As time elapses and opening night nears, the theater itself seems to expand. Like last year’s triumphant opera documentary Becoming Traviata, Ballet 422 doesn’t simply illustrate the frenetic temporal aspects of a rush to a live performance but offers a cinematic sense of growth. Things move from a piano accompanist to a full orchestra, from the relaxed clothes of the rehearsal studio to the gradually assembled, altered and perfect costumes. Lipes turns even the process of lighting design into a thing of beauty, with help from the grand theater itself. The building begins to resemble an entire world, its internal geography mysterious and overwhelming.
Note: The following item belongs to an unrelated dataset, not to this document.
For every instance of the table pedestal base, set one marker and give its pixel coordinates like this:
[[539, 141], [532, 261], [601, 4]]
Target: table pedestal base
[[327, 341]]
The costume designers, Reid Bartelme and Harriet Jung, are a particular treat to watch at work. Their task here is to create a different outfit for each cast member, something new for Peck after his much more uniform hit Year of the Rabbit. They balance their own ambitions, Peck’s taste and the needs of individual dancers with their own smiling grace.
Step by step, things come together. Even on opening night Ballet 422 is restrained. Lipes resists the urge to revel in the performance with reckless abandon, choosing instead to continue treating the company and the building itself as a character that looms over any single ballet. It is not to be forgotten that Peck is also a member of the corps, that he will himself need to dance later in the evening. At the New York City Ballet, even a potential Messiah is only one more uniquely talented member of a majestic collaboration.
This review was originally published during the Tribeca Film Festival on April 19, 2014. It is being reposted for its theatrical release. Visit the film’s website for more info.
Correction: This review originally claimed the film was Jody Lee Lipes’s directorial debut and noted that he was a cinematographer on HBO’s Girls. It is in fact his third film as a director, and he also directed episodes of Girls, too.